The bar area has been re-modelled and it's now a cosy spot for a drink and a bite, since they are a selection of tasting plates available to share, as some customers around us were doing. After a drink and a chat it was time to eat and manager Austin showed us to a table, whereupon the two of them pulled the table out so the leg could get in. We were seated at the back wall, in a comfy corner table, both of us looking out at the room.
They have done a fine job on it, and splendid paintings and prints adorn seemingly random places, while dark wood paneling and mirrors are warm and cosy, and add to the clubby feel. Readers of a certain age will remember Suesey Street as one of Leeson Streets finest late night clubs in the 80's and 90's, when along with Strings and Leggs it played party central for Dublin's bright young things, both of us among them. It was also the original name for Leeson Street, so they have taken their inspiration twofold, historic and bohemian.
There were two menus, a pre theatre which is served from 6-7 and offers two courses for €25 and the A la Carte. We chose the A la Carte and the menu is short but nicely thought out, with about 5 starters and half a dozen more main courses. It reads well, and there are several we wanted to have including foie gras seared with brioche and cherry Cola, whiskey cured salmon or a lobster tail with rabbit tortellini.
Main courses were equally impressive and divided between sea and land; hake with caramelised cauliflower, monkfish with black pudding and pickled egg or half a Dover sole. The land and air offered, fillet beef with Gubeen custard, a duo of lamb or Barbary duck breast with carrot and elderflower.
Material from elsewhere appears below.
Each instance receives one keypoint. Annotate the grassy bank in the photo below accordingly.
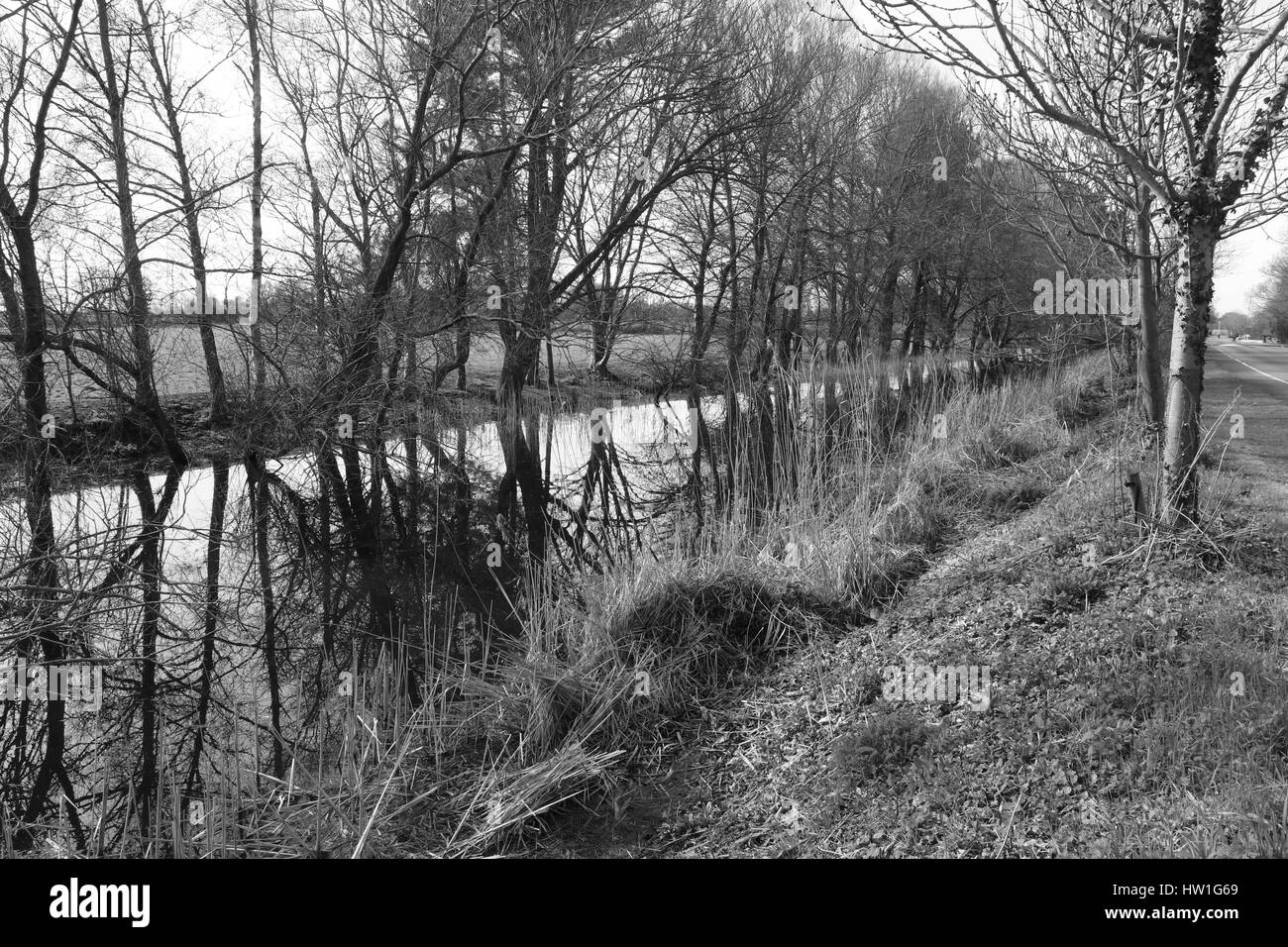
(729, 693)
(614, 672)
An amuse bouche of diced beef with little dots of horseradish Mayo was wonderful, an almost deconstructed steak tartare it was delicious and set us up nicely. John started with the Goat's cheese with lemon and heirloom tomatoes which he polished off in short order and liked immensely. I couldn't pass the lobster and it was a brilliant dish; lobster tail was a perfect tortellini of rabbit was sitting in an intense lobster bisque, while a malt creme fraiche added another dimension.
Main courses brought me a perfect half Dover sole on the bone sprinkled with capers and a vanilla butter was poured over at the table, adding a bit of theatre. John's duck didn't lack presentation either, and was arranged around with whole baby carrots, apricots and almonds in hay. Both dishes were excellent, and we decided to rest a while to give us a chance to try the desserts.
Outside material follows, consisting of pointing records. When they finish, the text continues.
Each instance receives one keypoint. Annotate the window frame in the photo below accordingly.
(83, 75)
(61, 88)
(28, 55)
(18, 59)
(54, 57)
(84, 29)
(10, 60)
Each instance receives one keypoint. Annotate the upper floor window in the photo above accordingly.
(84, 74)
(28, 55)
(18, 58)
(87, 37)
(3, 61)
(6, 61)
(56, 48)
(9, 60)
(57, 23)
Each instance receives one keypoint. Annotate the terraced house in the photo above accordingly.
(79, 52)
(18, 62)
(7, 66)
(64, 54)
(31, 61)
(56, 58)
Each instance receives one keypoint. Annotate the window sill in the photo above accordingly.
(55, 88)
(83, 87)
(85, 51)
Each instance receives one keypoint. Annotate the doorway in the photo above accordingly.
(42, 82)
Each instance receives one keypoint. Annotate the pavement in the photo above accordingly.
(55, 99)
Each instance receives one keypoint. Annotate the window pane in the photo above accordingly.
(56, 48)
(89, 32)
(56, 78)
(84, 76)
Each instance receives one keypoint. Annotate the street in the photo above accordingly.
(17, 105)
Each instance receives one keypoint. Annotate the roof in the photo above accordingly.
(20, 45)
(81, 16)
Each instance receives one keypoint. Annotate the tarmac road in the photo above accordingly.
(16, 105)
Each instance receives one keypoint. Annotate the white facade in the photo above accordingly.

The special dessert tummy was soon ready and we enjoyed a delicious duo of chocolate and a passion fruit cheesecake which looked as good as they tasted. Coffee finished us off, and we sat and chatted about what had been an excellent meal.
Suesey Street is really very good indeed. The food is quite serious, in that sense it is fine dining, but it's served in a relaxed setting that would suit a boisterous night out with friends or a quiet diner for two. So, it's fine dining rather than formal, and marries the two very well indeed.
I could see myself booking a party of friends here, I think the room really suits a bit of high jinks. The terrace is still one of the best in the city and of a summers evening it's hard to find a better spot for a bit of Al fresco dining.